ゲームクリエイター山中拓也さん/他がままに生かされてスピンオフ企画「僕を生かしてくれた人たち」

小説・エッセイ

公開日:2021/4/9

 山中拓也初著書『他がままに生かされて』の刊行を記念した特別短期連載。2月は4回にわたり、本書から抜粋したエッセイを配信してきた。 3月からは本書のスピンオフ企画「僕を生かしてくれた人たち」を本連載限定で公開!書籍に掲載しきれなかった、山中拓也の恩人たちを紹介していく。

山中拓也

 同姓同名のゲームクリエイター・山中拓也さんは、現在「ボイステラス6」という新プロジェクトを一緒に進行している同士。まだ、出会って少ししか経っていないけど、僕から見た山中さんは自分がワクワクすることに足を向ける人。そして、その情熱を仕事にしっかり注いでいく人だなという印象だ。

 出会いは偶然に、そして突然だった。山中さんが新しいプロジェクトをTwitterで告知したら、勘違いした僕のファンが「面白そうな企画ですね!」ってコメントを僕のTwitterに残してくれたことがきっかけ。勘違いだったんだから、そのまま流せばおわりだったけど、面白いってどんなことするんだろうって単純に興味が湧いた。

 山中さんのTwitterを見てみると、確かに面白そう。ちょうど僕自身脚本家を探しているところだったから、ダメ元で「今度面白い企画やるんですけど、僕と一緒にやりませんか?」ってDMを送ってみた。すると、すぐに「いいですね! …ところでいつやります?」とすぐに具体的な話へと進んでいったのが興味深かった。

 大体、こういう話って「あ、じゃあ予定が合ったらよろしくお願いしますね」みたいに終わっていくパターンが考えられる。…というか、そうやって終わっていくことのほうが多いかもしれない。だから、「すぐにやりましょう」と言われた時、その行動力に驚いた。

 僕の提案を山中さんが形にしたものを見た時、山中さんがいかに力をかけてくれたかが分かった。打ち合わせをしていてもとにかくレスポンスが速いし、ひとつボールを投げると、膨らませた案がいくつも出てくる。一緒にお仕事をさせていただいて、発想力の部分は、僕も見習いたいなと思ったし、仕事に慣れて“やっつけ感”のない人だからこそ、それが仕事に対する信頼に繋がっていくということを改めて実感した。
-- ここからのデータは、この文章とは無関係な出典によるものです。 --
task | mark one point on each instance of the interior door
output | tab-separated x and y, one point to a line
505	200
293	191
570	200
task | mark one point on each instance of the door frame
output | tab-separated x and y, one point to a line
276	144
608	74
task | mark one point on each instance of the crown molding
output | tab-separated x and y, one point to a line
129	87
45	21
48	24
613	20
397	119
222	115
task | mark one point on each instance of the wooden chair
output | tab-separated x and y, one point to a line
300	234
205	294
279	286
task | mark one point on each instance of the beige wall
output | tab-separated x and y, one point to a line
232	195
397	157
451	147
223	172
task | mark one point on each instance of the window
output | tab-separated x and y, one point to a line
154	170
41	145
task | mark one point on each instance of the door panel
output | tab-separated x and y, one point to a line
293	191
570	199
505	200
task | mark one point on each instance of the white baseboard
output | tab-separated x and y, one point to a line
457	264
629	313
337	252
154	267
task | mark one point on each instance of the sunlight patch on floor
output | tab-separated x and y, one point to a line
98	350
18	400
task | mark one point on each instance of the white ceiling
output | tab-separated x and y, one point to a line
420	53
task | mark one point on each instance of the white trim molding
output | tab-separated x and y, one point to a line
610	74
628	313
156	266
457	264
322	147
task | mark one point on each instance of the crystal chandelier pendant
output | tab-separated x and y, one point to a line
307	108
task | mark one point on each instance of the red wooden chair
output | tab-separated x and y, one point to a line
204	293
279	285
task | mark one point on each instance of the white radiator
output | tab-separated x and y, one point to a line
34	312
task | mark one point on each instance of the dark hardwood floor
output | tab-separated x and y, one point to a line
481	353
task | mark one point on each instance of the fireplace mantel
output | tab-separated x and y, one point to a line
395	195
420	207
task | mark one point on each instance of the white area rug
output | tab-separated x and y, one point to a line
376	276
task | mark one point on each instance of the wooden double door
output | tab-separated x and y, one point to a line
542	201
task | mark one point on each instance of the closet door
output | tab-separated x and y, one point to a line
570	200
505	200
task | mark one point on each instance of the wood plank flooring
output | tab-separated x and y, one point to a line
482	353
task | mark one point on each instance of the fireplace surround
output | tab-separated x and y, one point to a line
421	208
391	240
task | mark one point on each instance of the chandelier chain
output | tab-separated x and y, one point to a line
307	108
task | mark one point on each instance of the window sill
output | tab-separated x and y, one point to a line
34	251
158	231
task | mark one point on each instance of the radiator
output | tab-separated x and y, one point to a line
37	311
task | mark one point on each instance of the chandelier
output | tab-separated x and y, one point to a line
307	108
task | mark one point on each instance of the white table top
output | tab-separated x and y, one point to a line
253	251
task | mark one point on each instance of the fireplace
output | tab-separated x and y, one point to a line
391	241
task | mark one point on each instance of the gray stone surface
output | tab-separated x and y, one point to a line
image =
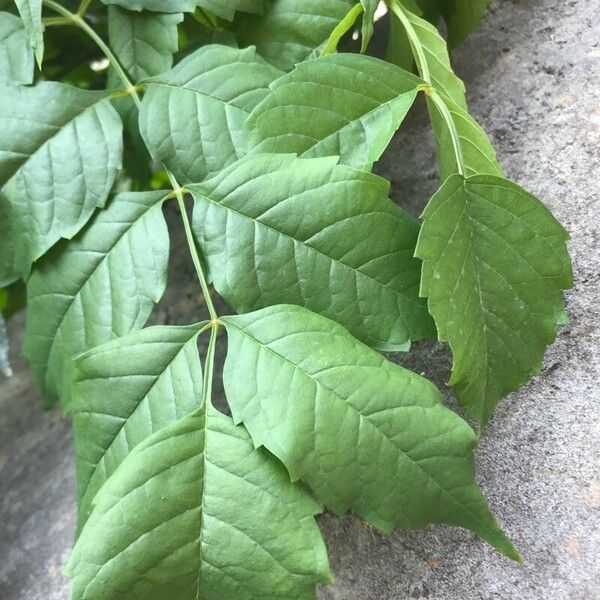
532	73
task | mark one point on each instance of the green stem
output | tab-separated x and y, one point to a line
132	91
192	246
209	366
430	89
341	29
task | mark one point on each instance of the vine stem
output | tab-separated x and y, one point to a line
133	92
430	89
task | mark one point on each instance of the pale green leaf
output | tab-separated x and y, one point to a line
99	286
143	42
16	55
348	105
196	512
364	433
478	156
192	117
31	13
124	391
221	8
494	265
60	152
289	30
431	55
279	229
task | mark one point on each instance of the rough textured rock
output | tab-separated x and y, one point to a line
532	73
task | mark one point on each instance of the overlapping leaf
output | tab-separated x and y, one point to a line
60	152
200	514
222	8
192	117
143	42
97	287
16	54
478	156
494	265
344	104
279	229
363	432
124	391
31	13
289	30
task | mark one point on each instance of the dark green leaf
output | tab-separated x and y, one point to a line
196	512
60	151
124	391
343	104
494	265
192	117
100	286
16	55
289	30
364	434
279	229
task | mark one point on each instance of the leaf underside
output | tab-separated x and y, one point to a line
494	266
314	233
100	286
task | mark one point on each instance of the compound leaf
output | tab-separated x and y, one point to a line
60	153
342	104
31	14
289	30
279	229
495	263
362	432
143	42
201	514
100	286
192	117
431	54
125	390
16	54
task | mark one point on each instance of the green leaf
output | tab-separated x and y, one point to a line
343	104
123	392
364	433
279	229
60	152
478	156
222	8
196	512
144	42
192	117
289	30
431	55
31	13
16	55
100	286
494	265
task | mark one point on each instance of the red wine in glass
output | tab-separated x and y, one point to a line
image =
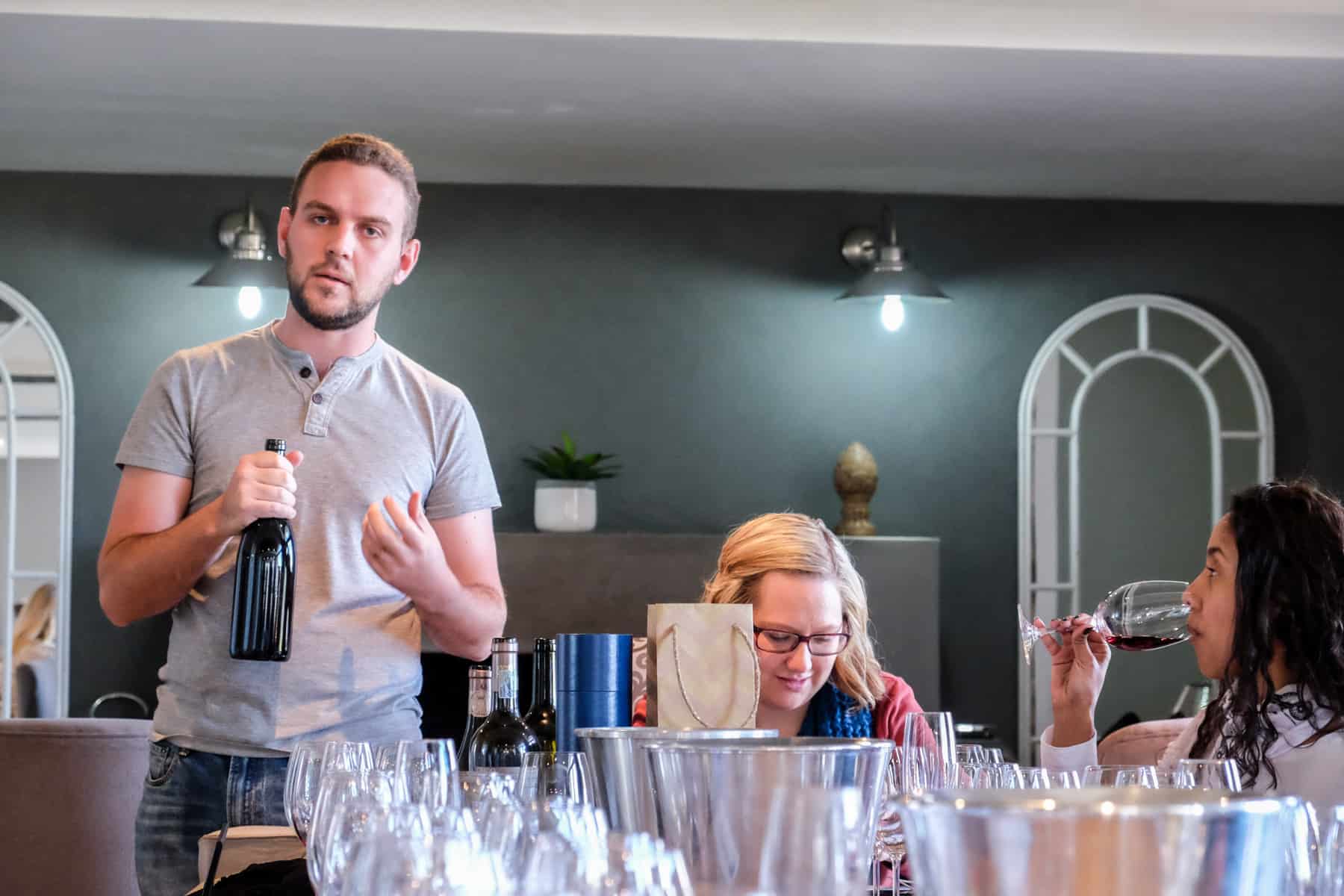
1142	641
1140	615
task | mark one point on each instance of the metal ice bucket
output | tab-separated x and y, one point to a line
1098	841
623	775
712	798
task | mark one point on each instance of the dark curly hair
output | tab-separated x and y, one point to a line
1289	590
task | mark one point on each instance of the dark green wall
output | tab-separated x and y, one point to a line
694	334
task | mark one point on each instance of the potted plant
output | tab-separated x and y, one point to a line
566	494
 やってるつもり、頑張ってるフリなら誰にでもできる。「一緒にやりましょう」と言いながら、人から与えられるのを待つ人もいる。でも一緒に仕事をしている人に「期待に応えてくれる人だ」と思ってもらうのは、簡単なことじゃない。自分から良いものにしていくために2歩、3歩先を読んで、100%以上を出し切ってくれる。表面じゃなくて、内側から熱量を感じる人と出会えて、僕はすごく嬉しい。

 山中さんは「僕と拓也くんが絡む意味をきちんと見つけたい。拓也くんの音楽の部分と僕のゲーム、アニメの分野を組み合わせて面白いものを作ろう」と言ってくれた。
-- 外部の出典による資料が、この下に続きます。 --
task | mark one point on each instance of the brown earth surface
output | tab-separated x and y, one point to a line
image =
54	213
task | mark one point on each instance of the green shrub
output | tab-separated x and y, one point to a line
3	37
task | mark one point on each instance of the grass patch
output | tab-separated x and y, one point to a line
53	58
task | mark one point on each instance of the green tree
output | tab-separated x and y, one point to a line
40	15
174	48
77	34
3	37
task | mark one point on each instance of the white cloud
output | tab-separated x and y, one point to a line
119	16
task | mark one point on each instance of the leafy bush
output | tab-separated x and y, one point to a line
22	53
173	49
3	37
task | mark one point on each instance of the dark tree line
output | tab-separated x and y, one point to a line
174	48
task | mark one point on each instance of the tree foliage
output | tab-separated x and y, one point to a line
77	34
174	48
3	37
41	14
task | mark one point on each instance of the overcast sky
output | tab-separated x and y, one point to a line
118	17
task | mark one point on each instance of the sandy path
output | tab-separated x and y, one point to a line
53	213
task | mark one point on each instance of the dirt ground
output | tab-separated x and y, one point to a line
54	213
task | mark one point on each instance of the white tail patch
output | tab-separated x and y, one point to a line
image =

 自分がやりたいことをやるだけじゃない。人との化学反応によって、自分の魅力や能力が広がることを知っている人の言葉だ。内側は熱く、でも客観性は忘れない。僕よりもはるかに大人だなと思う。

 僕はこの出会いが、これから先の面白いことに繋がっていくんじゃないかと期待している。30代からの仕事を一緒にやっていきたいと思えた大切なパートナーだから。

ボイステラス6

山中拓也●1991年、奈良県生まれ。ロックバンドTHE ORAL CIGARETTESのヴォーカル&ギターであり、楽曲の作詞作曲を担当。音楽はじめ、人間の本質を表すメッセージ性の強い言葉が多くの若者に支持されている。17年には初の武道館ライブ、18年には全国アリーナツアーを成功におさめ、19年には初主催野外イベント「PARASITE DEJAVU」を開催し、2日で約4万人を動員。20年4月に発売した最新アルバム『SUCK MY WORLD』は週間オリコンチャートで1位を獲得。